O drama vivido pelos Warao ganhou destaque na imprensa, o que mobilizou defensores de direitos humanos em busca de uma solução para o caso. Na ALMG, uma reunião dessas lideranças aconteceu no final de outubro.

No último dia 10, uma audiência pública discutiu, de forma mais abrangente, a violação dos direitos humanos dos imigrantes internacionais no Estado.

Após entrar no Brasil pela Região Norte, os indígenas venezuelanos passaram por diversos estados antes de chegar a Minas, primeiro em Juiz de Fora (Zona da Mata), depois Santa Luzia (RMBH), e, finalmente, BH.

De acordo com Sandra Regina, inicialmente eles foram acolhidos em um espaço da PBH próximo à Praça da Estação e depois foram levados para o Abrigo São Paulo. “Sabemos que o abrigo é usado para outro fim, mas nos organizamos minimamente para receber o grupo em vez de deixá-los pernoitar na rua”, diz.

Convivência

O coordenador do Abrigo São Paulo, Leonardo de Morais Silva, também defende que, devido à urgência, esta foi a melhor decisão.

“É um público que foge completamente da rotina e dos fluxos de trabalho do abrigo, mas estamos conseguindo conviver”, destacou. Ele confirmou algumas situações de conflitos com outros abrigados, já mais acostumados com as regras e dinâmica de funcionamento da instituição.

“Temos tentado respeitar a cultura deles e, nesse esforço, os demais acolhidos se sentem preteridos, acham que os indígenas têm privilégios. Temos que mediar esses conflitos, já que são grupos distintos, mas ambos em situação de vulnerabilidade", relata.

Fuga

Yolis Lyon é venezuelana também da etnia Warao, mas vive em Belo Horizonte há dez anos. Membro do Conselho Municipal de Igualdade Racial, ela está ajudando na adaptação e no acolhimento dos conterrâneos. Ela confirma que o mais urgente é garantir um local exclusivo para esses indígenas.
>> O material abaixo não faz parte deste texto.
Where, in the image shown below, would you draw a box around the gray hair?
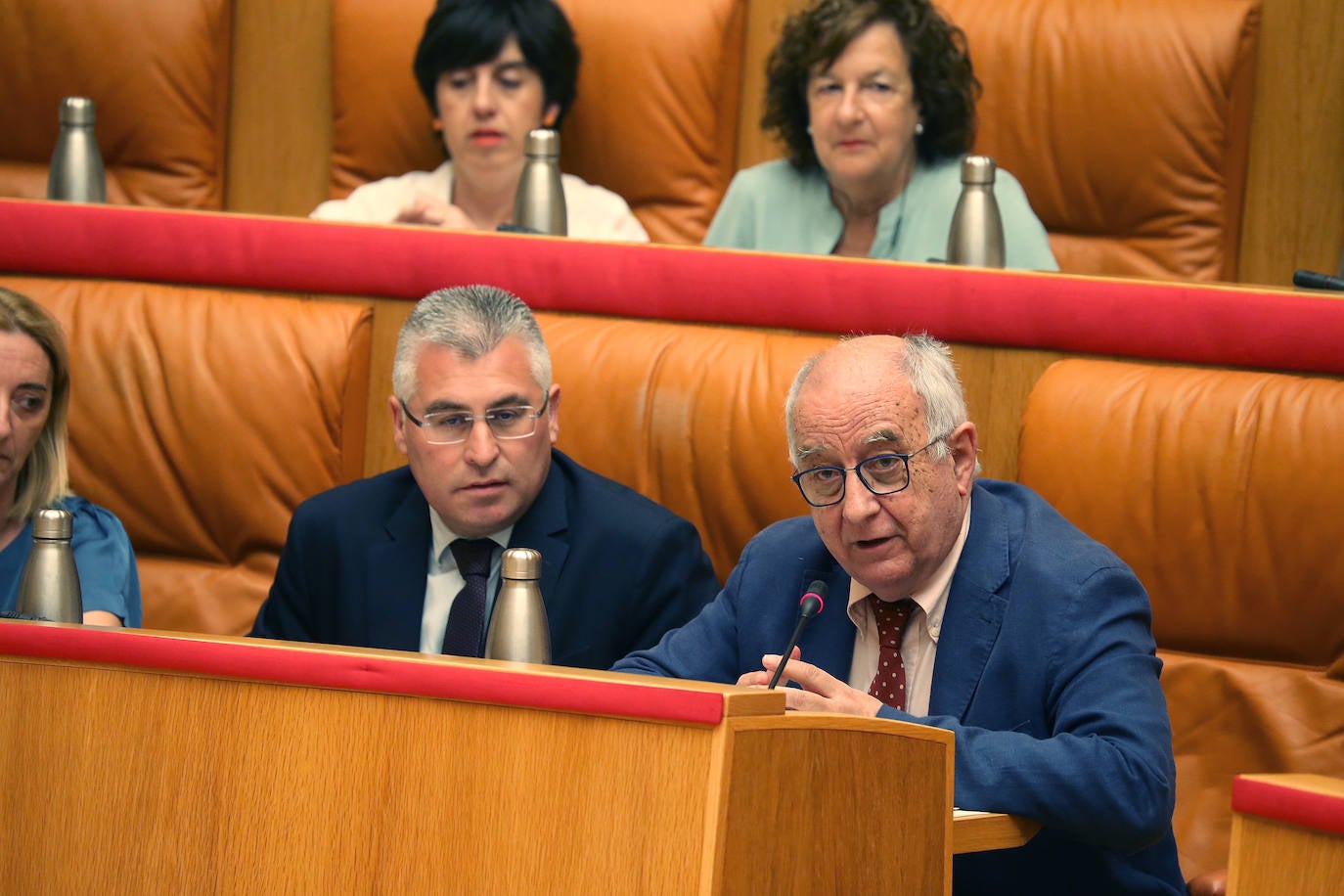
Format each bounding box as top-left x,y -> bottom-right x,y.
784,334 -> 978,470
392,284 -> 551,402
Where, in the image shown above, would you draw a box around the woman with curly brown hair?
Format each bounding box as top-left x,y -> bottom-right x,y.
704,0 -> 1059,270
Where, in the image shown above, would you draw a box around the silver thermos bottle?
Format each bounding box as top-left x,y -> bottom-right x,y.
514,127 -> 568,237
485,548 -> 551,662
47,97 -> 108,202
15,508 -> 83,622
948,156 -> 1004,267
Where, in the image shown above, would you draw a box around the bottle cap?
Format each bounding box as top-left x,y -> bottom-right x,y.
32,508 -> 74,539
500,548 -> 542,579
522,127 -> 560,157
61,97 -> 94,125
961,156 -> 995,184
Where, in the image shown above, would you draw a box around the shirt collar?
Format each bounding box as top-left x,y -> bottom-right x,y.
845,501 -> 970,644
428,508 -> 514,571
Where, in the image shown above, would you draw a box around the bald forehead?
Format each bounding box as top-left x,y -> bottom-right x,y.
793,339 -> 924,464
798,336 -> 909,399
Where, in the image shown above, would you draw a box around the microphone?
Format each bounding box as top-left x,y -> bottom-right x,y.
768,579 -> 829,691
1293,270 -> 1344,291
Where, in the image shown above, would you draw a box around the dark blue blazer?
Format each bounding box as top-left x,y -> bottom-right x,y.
251,450 -> 719,669
615,481 -> 1186,893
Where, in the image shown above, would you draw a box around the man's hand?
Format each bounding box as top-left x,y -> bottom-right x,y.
394,194 -> 480,230
738,648 -> 881,716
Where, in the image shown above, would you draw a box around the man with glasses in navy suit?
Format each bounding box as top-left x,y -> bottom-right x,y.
615,336 -> 1186,893
251,287 -> 718,669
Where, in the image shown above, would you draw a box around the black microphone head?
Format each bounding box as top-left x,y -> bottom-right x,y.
798,579 -> 830,619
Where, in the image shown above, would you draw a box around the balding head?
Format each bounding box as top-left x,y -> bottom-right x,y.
784,334 -> 966,467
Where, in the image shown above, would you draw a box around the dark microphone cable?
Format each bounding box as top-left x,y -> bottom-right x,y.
1293,270 -> 1344,291
769,579 -> 828,691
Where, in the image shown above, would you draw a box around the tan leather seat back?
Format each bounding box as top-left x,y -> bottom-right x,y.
332,0 -> 744,244
939,0 -> 1261,281
0,0 -> 233,208
5,277 -> 373,634
538,312 -> 834,579
1018,360 -> 1344,875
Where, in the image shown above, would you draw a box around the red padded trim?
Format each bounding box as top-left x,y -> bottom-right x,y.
0,619 -> 723,726
8,201 -> 1344,374
1232,775 -> 1344,835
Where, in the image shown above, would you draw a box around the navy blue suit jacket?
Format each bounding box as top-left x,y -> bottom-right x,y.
251,450 -> 719,669
615,481 -> 1186,893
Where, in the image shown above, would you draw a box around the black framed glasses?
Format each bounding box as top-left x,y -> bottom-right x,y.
789,432 -> 950,507
396,395 -> 551,445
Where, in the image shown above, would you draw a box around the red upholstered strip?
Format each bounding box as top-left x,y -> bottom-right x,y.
0,619 -> 723,726
1232,775 -> 1344,837
0,201 -> 1344,374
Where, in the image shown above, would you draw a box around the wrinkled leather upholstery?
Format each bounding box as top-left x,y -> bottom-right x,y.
939,0 -> 1261,281
1018,360 -> 1344,875
332,0 -> 744,244
538,312 -> 834,579
3,276 -> 373,634
0,0 -> 233,208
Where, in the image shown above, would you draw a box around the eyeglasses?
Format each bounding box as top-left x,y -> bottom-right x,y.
396,395 -> 551,445
789,434 -> 950,507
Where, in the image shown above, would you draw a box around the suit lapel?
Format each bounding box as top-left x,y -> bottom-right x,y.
928,486 -> 1010,719
364,475 -> 431,650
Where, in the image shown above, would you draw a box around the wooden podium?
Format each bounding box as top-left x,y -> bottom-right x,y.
0,620 -> 1032,896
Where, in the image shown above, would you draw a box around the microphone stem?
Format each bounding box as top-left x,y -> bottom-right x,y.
766,616 -> 809,691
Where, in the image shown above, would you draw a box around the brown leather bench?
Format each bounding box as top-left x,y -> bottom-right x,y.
1018,360 -> 1344,877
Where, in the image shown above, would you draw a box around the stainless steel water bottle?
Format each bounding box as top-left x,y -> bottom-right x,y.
514,127 -> 568,237
47,97 -> 108,202
948,156 -> 1004,267
485,548 -> 551,662
15,508 -> 83,622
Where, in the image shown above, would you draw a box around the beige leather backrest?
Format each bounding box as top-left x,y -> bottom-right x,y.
938,0 -> 1261,281
1018,360 -> 1344,877
0,0 -> 233,208
536,312 -> 834,579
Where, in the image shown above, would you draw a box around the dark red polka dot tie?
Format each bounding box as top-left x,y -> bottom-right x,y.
869,594 -> 916,710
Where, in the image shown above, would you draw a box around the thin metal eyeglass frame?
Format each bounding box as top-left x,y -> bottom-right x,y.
789,432 -> 952,507
396,393 -> 551,445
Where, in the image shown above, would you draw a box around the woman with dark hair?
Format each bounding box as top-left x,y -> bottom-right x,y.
704,0 -> 1059,270
312,0 -> 650,242
0,287 -> 140,626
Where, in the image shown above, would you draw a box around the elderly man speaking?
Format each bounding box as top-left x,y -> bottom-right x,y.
615,336 -> 1184,893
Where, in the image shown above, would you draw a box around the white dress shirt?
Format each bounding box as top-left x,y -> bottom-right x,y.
848,504 -> 970,716
421,508 -> 514,652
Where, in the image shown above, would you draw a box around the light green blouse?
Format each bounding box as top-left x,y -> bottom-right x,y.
704,158 -> 1059,270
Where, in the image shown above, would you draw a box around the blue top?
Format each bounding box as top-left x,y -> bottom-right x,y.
704,158 -> 1059,270
0,496 -> 141,627
614,479 -> 1186,896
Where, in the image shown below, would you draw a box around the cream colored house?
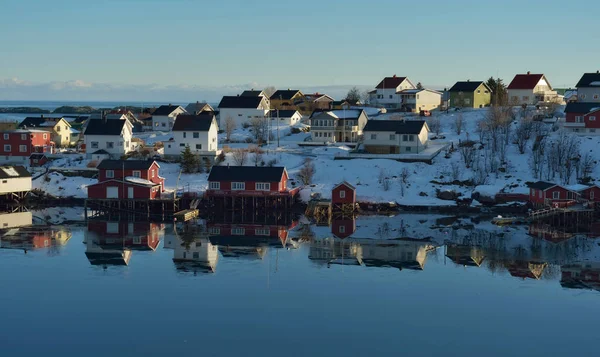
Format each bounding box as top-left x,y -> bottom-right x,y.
19,115 -> 72,147
399,89 -> 442,113
363,120 -> 429,154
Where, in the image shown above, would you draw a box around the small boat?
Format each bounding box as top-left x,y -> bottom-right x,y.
492,216 -> 523,226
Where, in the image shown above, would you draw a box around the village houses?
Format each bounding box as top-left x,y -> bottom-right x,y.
506,72 -> 560,105
363,120 -> 429,154
152,104 -> 186,131
448,80 -> 492,108
88,160 -> 165,199
370,74 -> 417,109
0,129 -> 54,166
19,115 -> 72,147
164,112 -> 219,161
219,96 -> 269,128
84,119 -> 133,158
310,109 -> 369,143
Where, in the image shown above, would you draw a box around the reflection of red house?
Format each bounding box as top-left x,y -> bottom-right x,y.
331,181 -> 356,205
560,262 -> 600,291
331,217 -> 356,239
88,160 -> 165,199
88,221 -> 164,250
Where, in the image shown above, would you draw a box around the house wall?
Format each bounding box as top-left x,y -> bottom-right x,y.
164,120 -> 218,157
0,177 -> 31,194
331,185 -> 356,204
85,125 -> 132,159
416,90 -> 442,112
87,181 -> 160,199
577,86 -> 600,103
219,108 -> 269,129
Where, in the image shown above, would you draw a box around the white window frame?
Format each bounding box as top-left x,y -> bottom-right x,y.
256,182 -> 271,191
231,182 -> 246,191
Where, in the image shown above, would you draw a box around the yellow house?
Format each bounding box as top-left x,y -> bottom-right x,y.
19,115 -> 71,147
270,89 -> 304,111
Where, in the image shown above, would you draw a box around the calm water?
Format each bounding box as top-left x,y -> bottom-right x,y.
0,214 -> 600,356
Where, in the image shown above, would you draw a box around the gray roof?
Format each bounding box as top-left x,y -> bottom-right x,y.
219,96 -> 263,109
172,112 -> 215,131
363,120 -> 426,134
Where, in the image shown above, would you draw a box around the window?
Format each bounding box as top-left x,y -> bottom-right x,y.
256,182 -> 271,191
254,228 -> 271,236
231,228 -> 246,236
231,182 -> 246,190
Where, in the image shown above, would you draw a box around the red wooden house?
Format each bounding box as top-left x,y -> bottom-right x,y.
331,181 -> 356,206
0,129 -> 54,165
529,181 -> 577,207
206,166 -> 298,197
331,216 -> 356,239
88,160 -> 165,199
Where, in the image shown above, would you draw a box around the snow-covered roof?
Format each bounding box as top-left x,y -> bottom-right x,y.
125,176 -> 157,186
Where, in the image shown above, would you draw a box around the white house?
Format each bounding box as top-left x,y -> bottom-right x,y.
363,120 -> 429,154
270,110 -> 302,125
0,165 -> 31,198
370,74 -> 417,109
310,109 -> 369,143
399,89 -> 443,113
219,96 -> 269,127
84,119 -> 133,159
164,112 -> 219,160
506,72 -> 560,105
152,104 -> 186,131
576,71 -> 600,103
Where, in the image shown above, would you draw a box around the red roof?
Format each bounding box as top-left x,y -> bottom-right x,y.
375,75 -> 406,89
507,73 -> 544,89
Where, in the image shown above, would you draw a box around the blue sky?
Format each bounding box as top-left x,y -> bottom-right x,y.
0,0 -> 600,99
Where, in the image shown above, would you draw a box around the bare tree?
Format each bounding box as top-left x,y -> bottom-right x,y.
298,158 -> 316,185
231,149 -> 248,166
427,116 -> 442,136
400,167 -> 410,197
454,114 -> 464,135
225,116 -> 236,142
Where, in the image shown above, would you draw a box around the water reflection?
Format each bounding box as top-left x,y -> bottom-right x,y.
85,220 -> 165,267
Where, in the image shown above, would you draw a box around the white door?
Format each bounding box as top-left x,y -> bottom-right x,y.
106,187 -> 119,198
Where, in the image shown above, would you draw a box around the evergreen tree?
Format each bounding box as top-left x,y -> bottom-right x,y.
181,145 -> 198,174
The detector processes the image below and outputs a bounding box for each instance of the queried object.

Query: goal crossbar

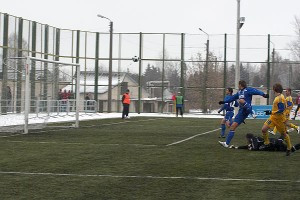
[23,56,80,134]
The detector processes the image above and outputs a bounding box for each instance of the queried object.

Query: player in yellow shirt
[261,83,292,156]
[269,88,300,135]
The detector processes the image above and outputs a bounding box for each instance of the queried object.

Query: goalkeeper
[218,87,239,138]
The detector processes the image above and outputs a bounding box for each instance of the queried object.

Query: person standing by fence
[122,89,130,119]
[6,86,12,112]
[292,92,300,120]
[176,92,184,117]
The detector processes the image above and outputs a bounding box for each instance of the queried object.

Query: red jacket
[122,93,130,104]
[296,96,300,104]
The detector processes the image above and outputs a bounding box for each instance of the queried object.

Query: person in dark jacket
[122,89,130,119]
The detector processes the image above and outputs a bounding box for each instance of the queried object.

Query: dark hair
[239,80,247,88]
[246,133,254,144]
[227,87,233,94]
[273,83,283,93]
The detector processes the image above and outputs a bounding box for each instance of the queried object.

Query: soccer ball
[132,56,140,62]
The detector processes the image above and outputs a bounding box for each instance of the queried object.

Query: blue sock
[226,131,235,145]
[221,124,226,136]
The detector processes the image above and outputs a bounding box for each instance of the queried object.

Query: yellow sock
[284,134,292,150]
[263,133,270,145]
[290,123,298,129]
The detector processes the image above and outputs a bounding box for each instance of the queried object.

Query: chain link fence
[0,13,300,114]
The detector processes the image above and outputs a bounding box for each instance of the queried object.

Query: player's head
[285,88,292,96]
[226,87,233,95]
[246,133,254,144]
[239,80,247,90]
[273,83,283,93]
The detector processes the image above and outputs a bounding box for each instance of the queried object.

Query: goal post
[4,56,81,134]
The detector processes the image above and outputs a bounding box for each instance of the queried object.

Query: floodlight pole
[199,28,209,113]
[97,14,113,113]
[235,0,241,89]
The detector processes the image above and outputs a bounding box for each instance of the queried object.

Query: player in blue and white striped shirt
[219,80,269,147]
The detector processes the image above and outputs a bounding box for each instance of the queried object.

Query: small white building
[62,71,172,112]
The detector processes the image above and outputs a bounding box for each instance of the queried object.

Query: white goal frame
[19,56,80,134]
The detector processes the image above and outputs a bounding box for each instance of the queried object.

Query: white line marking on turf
[0,171,300,183]
[7,140,158,147]
[166,128,221,146]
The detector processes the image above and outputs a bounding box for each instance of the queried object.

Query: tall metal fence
[0,13,300,113]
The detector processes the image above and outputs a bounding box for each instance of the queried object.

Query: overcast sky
[0,0,300,35]
[0,0,300,60]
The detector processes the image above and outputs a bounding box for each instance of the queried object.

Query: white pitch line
[166,128,221,146]
[0,171,300,183]
[7,140,158,147]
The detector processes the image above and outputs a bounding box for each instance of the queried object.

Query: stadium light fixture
[199,28,209,113]
[97,14,113,113]
[235,0,245,90]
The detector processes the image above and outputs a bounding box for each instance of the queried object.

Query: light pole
[235,0,245,89]
[199,28,209,113]
[96,14,113,113]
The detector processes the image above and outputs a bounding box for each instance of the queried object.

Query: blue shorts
[224,111,234,122]
[233,107,252,125]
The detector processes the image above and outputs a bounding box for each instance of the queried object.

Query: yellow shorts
[264,115,286,134]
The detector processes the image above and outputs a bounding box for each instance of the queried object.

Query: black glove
[264,110,272,115]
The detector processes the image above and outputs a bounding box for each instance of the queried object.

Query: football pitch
[0,117,300,200]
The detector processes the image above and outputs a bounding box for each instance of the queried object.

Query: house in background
[62,71,172,112]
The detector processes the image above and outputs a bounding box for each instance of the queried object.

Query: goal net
[0,57,80,133]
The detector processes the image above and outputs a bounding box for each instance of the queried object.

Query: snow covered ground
[0,113,223,127]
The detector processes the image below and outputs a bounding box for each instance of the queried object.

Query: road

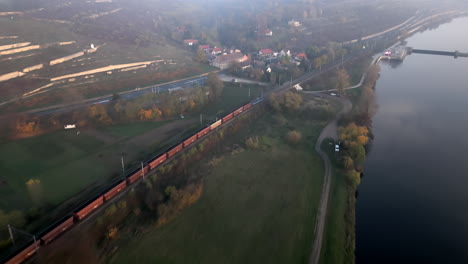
[218,73,270,85]
[20,74,207,115]
[309,98,352,264]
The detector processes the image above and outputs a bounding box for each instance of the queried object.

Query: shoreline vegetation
[33,92,339,263]
[320,62,380,264]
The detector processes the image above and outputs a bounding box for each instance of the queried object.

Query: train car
[167,143,184,158]
[222,113,234,124]
[75,196,104,220]
[149,153,167,170]
[252,97,264,106]
[233,107,244,116]
[41,216,73,245]
[5,241,40,264]
[244,103,252,111]
[184,134,197,148]
[197,127,210,138]
[103,180,127,201]
[210,119,223,131]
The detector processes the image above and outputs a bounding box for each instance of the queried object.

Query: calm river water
[356,18,468,264]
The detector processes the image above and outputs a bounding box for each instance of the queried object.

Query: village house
[198,45,210,52]
[258,49,273,58]
[211,47,223,56]
[288,19,301,27]
[279,50,291,57]
[211,52,249,70]
[262,29,273,37]
[294,53,307,61]
[184,39,198,46]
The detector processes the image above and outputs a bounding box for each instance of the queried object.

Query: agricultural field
[0,1,213,112]
[0,84,260,235]
[111,109,326,263]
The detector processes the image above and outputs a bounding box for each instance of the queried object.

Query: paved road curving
[309,98,352,264]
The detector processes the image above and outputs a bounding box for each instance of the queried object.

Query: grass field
[0,85,264,211]
[111,113,324,263]
[320,170,348,264]
[202,82,265,118]
[320,140,354,264]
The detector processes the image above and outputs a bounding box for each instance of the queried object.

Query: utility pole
[8,225,39,250]
[8,225,15,246]
[120,156,125,178]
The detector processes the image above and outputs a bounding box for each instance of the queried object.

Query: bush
[286,130,302,144]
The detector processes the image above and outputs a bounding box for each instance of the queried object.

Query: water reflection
[356,18,468,264]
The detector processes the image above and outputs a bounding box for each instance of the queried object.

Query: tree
[320,54,328,65]
[270,72,277,85]
[306,46,320,60]
[336,68,350,95]
[227,61,241,75]
[195,49,208,63]
[268,93,283,112]
[314,57,322,71]
[206,72,224,99]
[346,170,361,186]
[343,156,354,170]
[286,130,302,144]
[253,68,263,81]
[348,144,366,165]
[245,137,260,149]
[283,92,302,112]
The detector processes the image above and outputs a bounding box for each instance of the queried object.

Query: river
[356,18,468,264]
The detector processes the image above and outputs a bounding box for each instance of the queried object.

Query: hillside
[0,0,422,111]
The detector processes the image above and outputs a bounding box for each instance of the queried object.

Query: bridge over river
[379,46,468,61]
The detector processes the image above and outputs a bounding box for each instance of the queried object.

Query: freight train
[6,97,264,264]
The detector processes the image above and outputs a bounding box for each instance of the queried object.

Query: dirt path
[309,98,352,264]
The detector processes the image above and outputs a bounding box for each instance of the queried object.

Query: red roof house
[184,39,198,46]
[295,53,307,60]
[259,49,273,55]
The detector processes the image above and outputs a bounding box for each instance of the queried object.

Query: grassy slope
[320,170,348,264]
[113,114,323,263]
[0,84,259,209]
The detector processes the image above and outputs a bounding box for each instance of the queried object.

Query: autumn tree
[343,156,354,170]
[206,72,224,99]
[88,104,112,125]
[268,93,283,112]
[336,68,350,95]
[270,72,277,85]
[306,46,320,60]
[195,49,208,63]
[227,61,241,75]
[286,130,302,144]
[245,137,260,149]
[314,57,322,70]
[284,91,302,112]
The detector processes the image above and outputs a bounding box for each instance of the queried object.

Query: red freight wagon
[41,216,73,245]
[244,103,252,111]
[167,144,184,157]
[184,134,197,148]
[5,241,39,264]
[234,107,244,116]
[128,170,143,184]
[76,196,104,220]
[149,153,167,170]
[197,127,210,138]
[223,113,234,124]
[104,181,127,201]
[210,119,222,130]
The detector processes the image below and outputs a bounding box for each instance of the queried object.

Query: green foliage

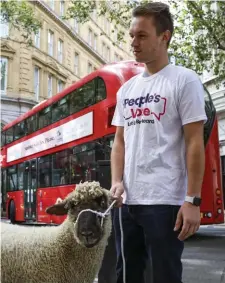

“Eles fizeram uma migração forçada para o Brasil devido a uma crise politica, econômica e social que se transformou em humanitária. O Rio Orinoco, que é a principal fonte de sobrevivência deles, está contaminado pela industria petrolífera e de mineração. Já pedimos ao governo brasileiro, via Polícia Federal, o reconhecimento deles como refugiados e o acesso a políticas públicas específicas”, conta.

“É uma situação difícil e por isso agradecemos o apoio da Comissão de Direitos Humanos da ALMG, por meio da deputada Andréia de Jesus, para que eles possam ter agora uma vida digna dentro de Minas Gerais”, completa.